If you configure a webhook endpoint, Fluidcoins will notify you about certain events that occur. Events like crypto deposits, widget payments, and others

Security

When you add a webhook address to Fluidcoins, we will generate a secret key for that endpoint. We will then sign each request we make to the address with the secret so you can verify the webhook is actually being sent by Fluidcoins.

We also add information to help you guard against replay attacks.

📘

Secrets are unique per endpoint

You can create up to 5 webhook endpoints in Fluidcoins. Albeit only one can be active and each one comes with their own unique secret key

Verifying a webhook

We make use of Svix to send and manage our webhooks infrastructure and have linked the relevant link below.
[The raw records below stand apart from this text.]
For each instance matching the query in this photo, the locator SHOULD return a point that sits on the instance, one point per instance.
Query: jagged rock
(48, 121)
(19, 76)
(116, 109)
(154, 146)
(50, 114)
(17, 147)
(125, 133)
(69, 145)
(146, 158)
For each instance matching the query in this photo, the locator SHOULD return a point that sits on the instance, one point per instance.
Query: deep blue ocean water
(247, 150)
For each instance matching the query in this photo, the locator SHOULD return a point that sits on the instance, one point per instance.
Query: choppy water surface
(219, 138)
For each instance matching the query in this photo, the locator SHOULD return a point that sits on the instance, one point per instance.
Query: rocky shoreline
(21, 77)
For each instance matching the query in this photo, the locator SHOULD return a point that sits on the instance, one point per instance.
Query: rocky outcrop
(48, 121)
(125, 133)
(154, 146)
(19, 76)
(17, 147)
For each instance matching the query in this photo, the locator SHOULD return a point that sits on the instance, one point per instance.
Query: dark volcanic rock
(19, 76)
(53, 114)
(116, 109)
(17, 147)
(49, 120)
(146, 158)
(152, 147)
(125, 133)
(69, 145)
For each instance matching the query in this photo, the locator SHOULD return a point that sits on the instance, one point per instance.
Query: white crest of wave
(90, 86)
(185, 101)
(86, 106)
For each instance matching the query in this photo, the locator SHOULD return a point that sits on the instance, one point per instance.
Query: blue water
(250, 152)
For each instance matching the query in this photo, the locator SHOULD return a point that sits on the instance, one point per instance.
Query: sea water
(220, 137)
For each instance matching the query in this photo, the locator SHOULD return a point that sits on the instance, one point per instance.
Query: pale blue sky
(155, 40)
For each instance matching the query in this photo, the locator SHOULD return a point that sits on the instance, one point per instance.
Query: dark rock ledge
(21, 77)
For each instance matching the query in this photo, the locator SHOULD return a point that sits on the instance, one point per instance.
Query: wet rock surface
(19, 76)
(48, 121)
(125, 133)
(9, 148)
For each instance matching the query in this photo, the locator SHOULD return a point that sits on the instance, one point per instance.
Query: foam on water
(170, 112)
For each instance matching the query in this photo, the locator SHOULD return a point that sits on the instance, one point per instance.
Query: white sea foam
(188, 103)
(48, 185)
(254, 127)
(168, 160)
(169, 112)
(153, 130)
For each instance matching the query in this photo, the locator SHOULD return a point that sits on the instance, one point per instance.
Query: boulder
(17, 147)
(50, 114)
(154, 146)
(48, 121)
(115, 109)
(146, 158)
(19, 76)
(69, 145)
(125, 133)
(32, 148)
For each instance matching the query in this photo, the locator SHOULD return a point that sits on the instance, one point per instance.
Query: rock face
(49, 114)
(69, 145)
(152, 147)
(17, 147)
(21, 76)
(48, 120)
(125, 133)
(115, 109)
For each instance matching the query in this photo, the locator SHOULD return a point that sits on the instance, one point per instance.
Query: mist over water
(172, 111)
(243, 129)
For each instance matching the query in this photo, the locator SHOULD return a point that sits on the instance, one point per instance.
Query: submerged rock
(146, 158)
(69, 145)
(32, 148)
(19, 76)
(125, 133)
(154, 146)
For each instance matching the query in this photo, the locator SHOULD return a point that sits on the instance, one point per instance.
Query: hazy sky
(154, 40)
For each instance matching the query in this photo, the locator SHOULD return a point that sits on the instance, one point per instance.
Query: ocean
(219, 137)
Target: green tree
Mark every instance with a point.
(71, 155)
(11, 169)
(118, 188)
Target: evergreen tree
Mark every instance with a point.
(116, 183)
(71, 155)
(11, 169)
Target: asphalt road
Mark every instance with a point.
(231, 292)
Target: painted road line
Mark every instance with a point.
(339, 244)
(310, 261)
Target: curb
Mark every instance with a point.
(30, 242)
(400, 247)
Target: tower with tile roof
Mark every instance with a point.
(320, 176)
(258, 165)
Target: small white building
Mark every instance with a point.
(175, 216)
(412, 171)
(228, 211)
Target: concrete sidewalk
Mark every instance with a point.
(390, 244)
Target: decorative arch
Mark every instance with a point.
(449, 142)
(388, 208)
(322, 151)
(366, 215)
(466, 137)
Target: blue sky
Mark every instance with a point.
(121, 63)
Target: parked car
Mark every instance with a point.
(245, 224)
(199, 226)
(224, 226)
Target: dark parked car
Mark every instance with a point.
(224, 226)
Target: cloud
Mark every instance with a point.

You can also find an example of what verification looks like below

const { Webhook } = require('svix');
const bodyParser = require('body-parser');

app.post(
  '/v1/hook',
  bodyParser.raw({ type: 'application/json' }),
  (req, res) => {
    res.json({});
    const payload = req.body;
    const headers = req.headers;

    const wh = new Webhook(secret);
    let msg;
    try {
      msg = wh.verify(payload, headers);
      console.log(msg);
      // Do something with the message...
    } catch (err) {
      console.log(err);
      return;
    }
  }
);
http.HandleFunc("/webhook", func(w http.ResponseWriter, r *http.Request) {
        headers := r.Header
        // var b = new(bytes.Buffer)
       // _,err := io.Copy(b,r.Body)
        payload, err := io.ReadAll(r.Body)
        if err != nil {
            w.WriteHeader(http.StatusBadRequest)
            return
        }

        err = wh.Verify(payload, headers)
        if err != nil {
            w.WriteHeader(http.StatusBadRequest)
            return
        }

        // Do something with the message...

        w.WriteHeader(http.StatusNoContent)

    })
use Svix\Webhook;
use Svix\Exception\WebhookVerificationException;

Route::post('webhook', function(Request $request) {
    $payload = $request->getContent();
    $headers = collect($request->headers->all())->transform(function ($item) {
        return $item[0];
    });

    try {
        $wh = new Webhook("secret");
        $json = $wh->verify($payload, $headers);

        # Do something with the message...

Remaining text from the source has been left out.